Still, Transparency International's Corruption Perceptions Index 2004, which ranks 146 countries in terms of corruption levels, ranked Slovakia 57th among nations. Latvia shares this position.

The index shows that Slovakia has cleaned up its act, at least slightly. Slovakia received four out of a maximum 10 points (10 indicates that the population perceives the public sector as "clean"; 0 indicates "dirty") to post a 0.3-point improvement over the last index.

Although the improvement may seem minor, it still shows progress in an area that, just a couple of years ago, seemed an immovable fortress that would stand firm forever.

"Corruption in large-scale public projects is a daunting obstacle to sustainable development, and results in a major loss of public funds needed for education, healthcare and poverty alleviation, both in developed and developing countries," said Transparency International Chairman Peter Eigen at an industry luncheon.

The Slovak government formally declared war on corruption in 2002, making it one of its top priorities during the election.

It is important to consider that every government's garden has its bad apple. But society's trust in the government is determined by how that government handles the rotton fruit. Does the government toss the bad apple from the garden? Or does it pretend that the worm is not there?

The kick-off of the corruption crusade at the start of 2002, when the new government took office, elicited mixed feelings. Observers say that melodramatic billboards featuring necks with vampire bites that warned, "Corruption sucks our blood", overshadowed the concrete problems facing the government.

Since the billboards, however, Slovakia has established a special court to prosecute corruption cases.

Even Transparency International acknowledges the creation of the court to combat corruption as the government's most significant action during its first two years in office.

But the government's own vampires linger.

A few weeks ago, an investigation into a corruption scam involving a Sk5 million (€125,000) bribe allegedly accepted by Pavol Bielik, a member of the Christian Democratic Movement (KDH) and the mayor of Rača in Bratislava, was completed.
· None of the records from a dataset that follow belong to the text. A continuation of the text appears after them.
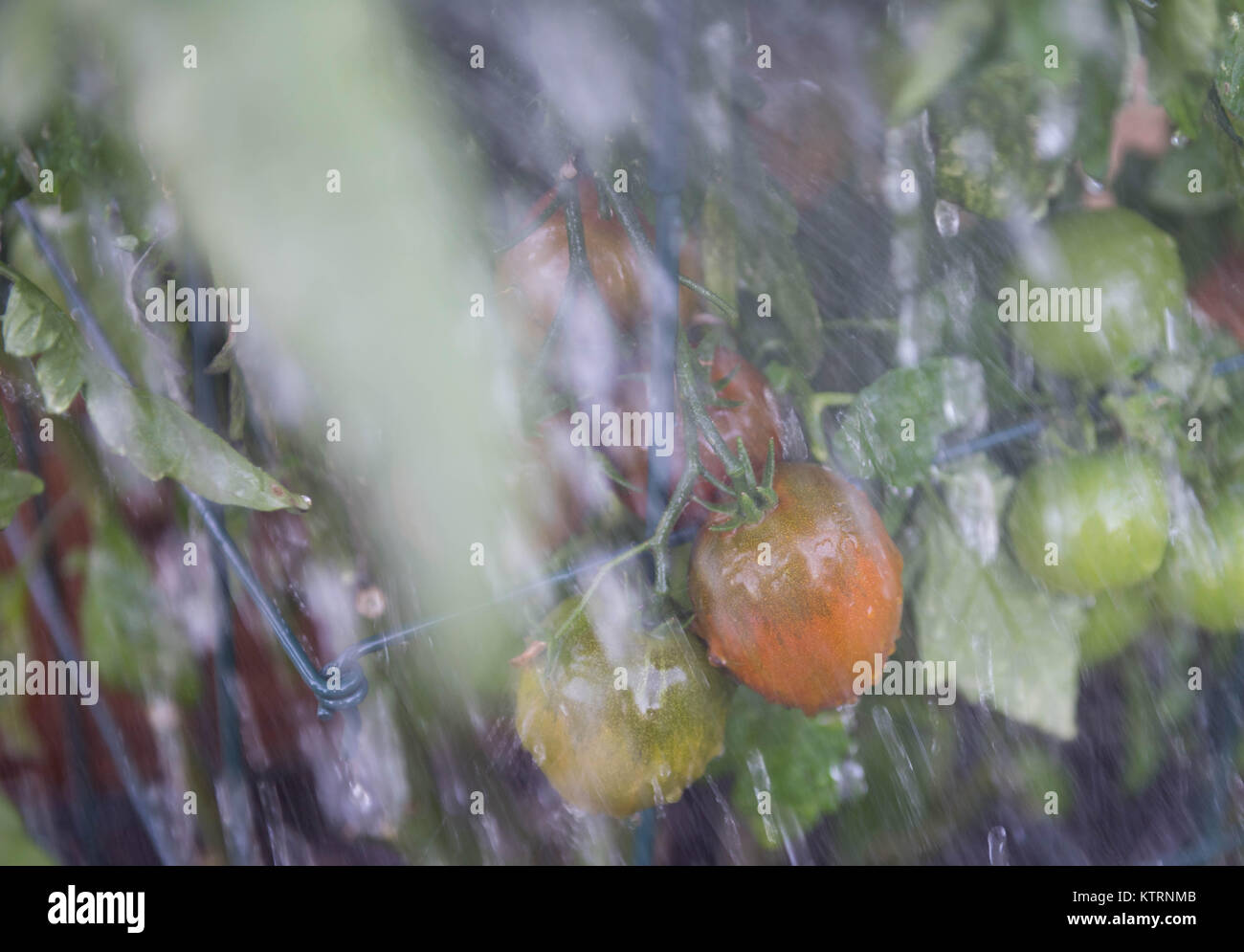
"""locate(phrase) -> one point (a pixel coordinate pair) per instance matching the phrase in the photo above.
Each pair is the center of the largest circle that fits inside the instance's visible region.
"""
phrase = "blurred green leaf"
(1002, 141)
(896, 425)
(1231, 67)
(1015, 646)
(796, 760)
(156, 434)
(124, 625)
(770, 264)
(957, 35)
(15, 484)
(162, 439)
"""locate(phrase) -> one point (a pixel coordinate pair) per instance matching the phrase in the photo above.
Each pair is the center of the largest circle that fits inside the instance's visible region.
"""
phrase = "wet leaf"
(15, 484)
(956, 36)
(1015, 646)
(796, 760)
(162, 439)
(896, 425)
(16, 847)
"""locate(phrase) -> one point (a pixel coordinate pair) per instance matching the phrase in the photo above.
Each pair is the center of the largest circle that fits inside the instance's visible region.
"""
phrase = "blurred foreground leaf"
(16, 848)
(797, 761)
(15, 484)
(1015, 646)
(895, 427)
(156, 434)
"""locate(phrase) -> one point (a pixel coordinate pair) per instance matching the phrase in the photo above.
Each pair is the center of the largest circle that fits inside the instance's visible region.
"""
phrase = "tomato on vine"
(622, 717)
(1093, 521)
(792, 603)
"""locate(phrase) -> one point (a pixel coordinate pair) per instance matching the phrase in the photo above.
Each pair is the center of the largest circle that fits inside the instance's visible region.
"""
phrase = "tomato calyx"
(751, 501)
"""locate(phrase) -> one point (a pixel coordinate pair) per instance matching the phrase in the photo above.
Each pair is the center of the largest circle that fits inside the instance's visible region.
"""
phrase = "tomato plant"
(743, 407)
(625, 717)
(791, 604)
(1203, 578)
(533, 274)
(1116, 254)
(1219, 293)
(1089, 522)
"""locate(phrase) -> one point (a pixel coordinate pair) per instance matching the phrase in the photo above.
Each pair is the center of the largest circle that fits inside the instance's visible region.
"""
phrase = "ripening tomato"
(533, 274)
(1089, 522)
(791, 604)
(744, 407)
(1135, 268)
(1203, 576)
(626, 719)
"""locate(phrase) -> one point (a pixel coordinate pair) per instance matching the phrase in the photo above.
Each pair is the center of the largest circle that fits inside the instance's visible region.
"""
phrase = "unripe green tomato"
(626, 719)
(1106, 513)
(1132, 263)
(1114, 622)
(1203, 578)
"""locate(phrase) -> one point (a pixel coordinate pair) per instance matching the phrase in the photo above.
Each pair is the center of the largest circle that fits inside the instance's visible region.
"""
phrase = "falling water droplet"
(945, 214)
(998, 847)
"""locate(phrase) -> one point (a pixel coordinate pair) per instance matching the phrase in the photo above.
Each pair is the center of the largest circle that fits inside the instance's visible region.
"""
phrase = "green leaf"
(162, 439)
(1183, 51)
(35, 325)
(796, 760)
(953, 40)
(989, 153)
(124, 624)
(896, 425)
(15, 485)
(1231, 69)
(156, 434)
(16, 847)
(771, 265)
(1015, 646)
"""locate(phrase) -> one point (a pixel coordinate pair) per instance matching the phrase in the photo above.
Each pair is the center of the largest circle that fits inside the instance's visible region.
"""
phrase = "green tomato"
(1131, 263)
(1203, 578)
(623, 719)
(1106, 514)
(1114, 622)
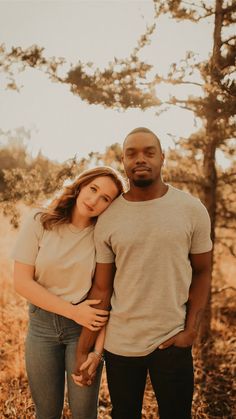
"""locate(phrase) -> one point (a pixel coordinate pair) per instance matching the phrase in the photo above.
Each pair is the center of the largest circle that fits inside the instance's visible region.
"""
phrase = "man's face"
(142, 158)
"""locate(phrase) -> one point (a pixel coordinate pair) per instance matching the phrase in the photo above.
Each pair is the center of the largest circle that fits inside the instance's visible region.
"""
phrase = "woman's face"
(95, 197)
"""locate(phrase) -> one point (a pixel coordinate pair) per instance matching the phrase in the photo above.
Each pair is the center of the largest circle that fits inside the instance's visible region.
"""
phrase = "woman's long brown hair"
(60, 210)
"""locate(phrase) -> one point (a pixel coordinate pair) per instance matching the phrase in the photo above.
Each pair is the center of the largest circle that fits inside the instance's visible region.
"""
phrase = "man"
(154, 254)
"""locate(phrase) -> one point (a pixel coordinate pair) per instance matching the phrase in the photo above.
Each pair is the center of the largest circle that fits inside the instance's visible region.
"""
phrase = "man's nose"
(140, 158)
(93, 200)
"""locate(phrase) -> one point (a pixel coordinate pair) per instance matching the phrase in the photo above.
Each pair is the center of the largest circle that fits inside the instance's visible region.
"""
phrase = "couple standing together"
(152, 250)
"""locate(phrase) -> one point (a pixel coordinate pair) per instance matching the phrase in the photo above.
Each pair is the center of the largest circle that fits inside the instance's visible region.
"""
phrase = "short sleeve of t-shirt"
(104, 253)
(201, 241)
(27, 244)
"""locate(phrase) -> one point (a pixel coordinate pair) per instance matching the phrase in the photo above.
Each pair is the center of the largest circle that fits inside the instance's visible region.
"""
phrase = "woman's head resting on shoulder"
(85, 199)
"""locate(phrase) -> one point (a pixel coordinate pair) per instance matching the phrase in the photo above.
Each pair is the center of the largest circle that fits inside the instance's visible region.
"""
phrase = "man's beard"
(142, 183)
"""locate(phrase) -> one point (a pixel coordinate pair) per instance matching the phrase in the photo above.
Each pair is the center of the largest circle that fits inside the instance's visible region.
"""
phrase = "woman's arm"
(93, 360)
(82, 313)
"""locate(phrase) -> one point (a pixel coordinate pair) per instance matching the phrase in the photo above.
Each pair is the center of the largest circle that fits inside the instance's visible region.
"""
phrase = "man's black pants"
(171, 373)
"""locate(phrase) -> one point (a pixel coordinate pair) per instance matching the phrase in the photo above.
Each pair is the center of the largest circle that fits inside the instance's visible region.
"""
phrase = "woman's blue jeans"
(50, 356)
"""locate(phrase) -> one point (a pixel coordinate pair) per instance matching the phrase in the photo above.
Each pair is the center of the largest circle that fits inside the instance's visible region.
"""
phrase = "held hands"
(87, 371)
(86, 315)
(182, 339)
The case now rests with the corruption court.

After seven out of the eight recordings of legally tapped phone calls pertaining to bribery were "lost" due to a technical failure on the Interior Ministry's wiretapping archive system, the front pages of every major Slovak newspaper carried the story.
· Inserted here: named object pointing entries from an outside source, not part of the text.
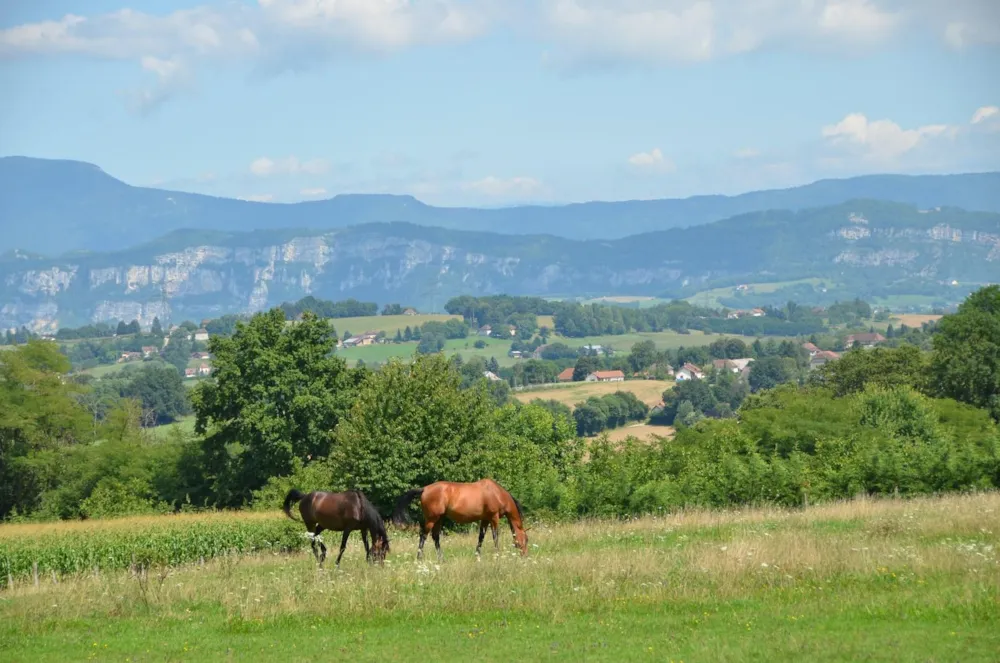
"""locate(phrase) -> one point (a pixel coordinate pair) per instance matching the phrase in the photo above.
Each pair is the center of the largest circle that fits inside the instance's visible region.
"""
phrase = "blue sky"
(490, 102)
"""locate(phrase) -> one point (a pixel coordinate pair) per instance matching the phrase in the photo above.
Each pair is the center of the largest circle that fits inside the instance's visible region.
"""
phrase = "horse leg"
(482, 535)
(436, 533)
(426, 527)
(343, 546)
(322, 546)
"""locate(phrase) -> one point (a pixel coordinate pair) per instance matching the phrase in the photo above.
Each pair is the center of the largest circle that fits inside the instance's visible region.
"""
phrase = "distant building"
(689, 372)
(864, 340)
(606, 376)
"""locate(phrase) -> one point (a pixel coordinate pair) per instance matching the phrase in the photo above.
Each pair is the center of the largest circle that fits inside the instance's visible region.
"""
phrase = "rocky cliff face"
(186, 277)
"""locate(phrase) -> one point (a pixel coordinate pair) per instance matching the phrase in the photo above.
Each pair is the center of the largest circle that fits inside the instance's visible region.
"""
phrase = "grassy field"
(710, 298)
(864, 580)
(648, 391)
(387, 323)
(914, 319)
(640, 432)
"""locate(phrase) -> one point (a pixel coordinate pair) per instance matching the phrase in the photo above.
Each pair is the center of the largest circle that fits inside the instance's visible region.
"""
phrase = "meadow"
(649, 392)
(890, 580)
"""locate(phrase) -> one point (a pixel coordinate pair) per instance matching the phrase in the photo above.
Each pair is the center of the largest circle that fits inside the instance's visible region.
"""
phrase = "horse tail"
(399, 515)
(373, 519)
(293, 497)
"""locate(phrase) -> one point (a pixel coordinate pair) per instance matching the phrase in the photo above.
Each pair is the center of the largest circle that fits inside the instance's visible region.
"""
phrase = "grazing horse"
(484, 501)
(340, 512)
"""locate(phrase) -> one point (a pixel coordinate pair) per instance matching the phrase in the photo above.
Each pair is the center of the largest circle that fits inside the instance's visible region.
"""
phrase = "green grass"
(875, 581)
(711, 298)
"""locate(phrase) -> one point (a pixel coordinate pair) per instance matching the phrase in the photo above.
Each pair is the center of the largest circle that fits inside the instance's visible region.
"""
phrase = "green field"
(710, 298)
(874, 581)
(387, 323)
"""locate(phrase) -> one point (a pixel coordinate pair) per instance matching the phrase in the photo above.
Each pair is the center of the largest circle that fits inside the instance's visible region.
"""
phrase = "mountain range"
(51, 207)
(856, 248)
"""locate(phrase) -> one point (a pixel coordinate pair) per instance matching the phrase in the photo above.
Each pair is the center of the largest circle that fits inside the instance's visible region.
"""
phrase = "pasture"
(649, 392)
(892, 580)
(639, 432)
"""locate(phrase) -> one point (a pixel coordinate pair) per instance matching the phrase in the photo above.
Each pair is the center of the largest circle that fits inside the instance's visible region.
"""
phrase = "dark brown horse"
(484, 502)
(340, 512)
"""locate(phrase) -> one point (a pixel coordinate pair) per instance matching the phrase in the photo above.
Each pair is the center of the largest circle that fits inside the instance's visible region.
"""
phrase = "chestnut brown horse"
(484, 501)
(340, 512)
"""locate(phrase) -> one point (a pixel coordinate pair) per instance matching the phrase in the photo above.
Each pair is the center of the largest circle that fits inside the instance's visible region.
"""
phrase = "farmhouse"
(822, 357)
(864, 340)
(606, 376)
(689, 372)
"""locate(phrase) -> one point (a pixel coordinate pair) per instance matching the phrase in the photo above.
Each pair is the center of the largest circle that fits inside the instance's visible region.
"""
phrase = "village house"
(864, 340)
(689, 372)
(606, 376)
(822, 357)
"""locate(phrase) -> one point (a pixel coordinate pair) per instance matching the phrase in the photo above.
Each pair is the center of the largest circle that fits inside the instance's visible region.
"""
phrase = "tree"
(966, 358)
(39, 414)
(161, 392)
(585, 366)
(278, 394)
(642, 356)
(767, 373)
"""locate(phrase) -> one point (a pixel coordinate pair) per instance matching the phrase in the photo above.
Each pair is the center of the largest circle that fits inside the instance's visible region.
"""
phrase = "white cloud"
(514, 187)
(881, 140)
(985, 114)
(265, 166)
(259, 198)
(652, 160)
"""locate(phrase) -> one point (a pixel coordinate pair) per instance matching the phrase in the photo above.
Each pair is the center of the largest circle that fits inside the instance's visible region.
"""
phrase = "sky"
(501, 102)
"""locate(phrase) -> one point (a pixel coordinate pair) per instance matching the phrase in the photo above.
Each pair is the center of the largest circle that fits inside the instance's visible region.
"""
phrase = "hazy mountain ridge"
(197, 274)
(52, 207)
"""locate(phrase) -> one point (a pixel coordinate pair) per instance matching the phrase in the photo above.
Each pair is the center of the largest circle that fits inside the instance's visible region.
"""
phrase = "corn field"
(51, 550)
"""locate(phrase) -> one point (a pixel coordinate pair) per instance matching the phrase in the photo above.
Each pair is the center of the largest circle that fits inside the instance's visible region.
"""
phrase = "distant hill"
(51, 207)
(862, 248)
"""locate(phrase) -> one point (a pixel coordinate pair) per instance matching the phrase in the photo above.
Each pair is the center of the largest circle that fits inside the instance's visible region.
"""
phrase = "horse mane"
(372, 519)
The fact that the wiretapping scandal is currently under investigation provides hope that such suspicious activity will not disappear into oblivion as so many corruption scandals did under the Mečiar administration.

Whether the Bermuda Triangle that formerly swallowed corruption cases is gone is uncertain, but one thing is: The selection of judges to the special court for corruption is not entirely transparent.

According to Transparency International Slovakia (TIS), the Judicial Council, which oversees the operation of courts in Slovakia, often fails to justify its personnel decisions, which leaves some to question its credibility.

So often when it comes to privileges that parliamentary deputies enjoy, politicians are not nearly as eager to join the corruption crusade as they would have the public think.

The Slovak government has been promising to narrow the immunity of deputies from criminal prosecution, but when it comes to concrete steps - such as initiating transparency into the judicial system - they are reluctant to do so.

And yet, hope prevails. The country is experiencing its first corruption court trial ever that includes an active member of parliament. The HZDS deputy, Gabriel Karlin, and the high-standing municipal official, Milan Mráz, are charged with bribery. It is hard to anticipate how the court trial will develop, but its existence is a testament to the society's maturity and its readiness to leave behind the notion that the end justifies the means.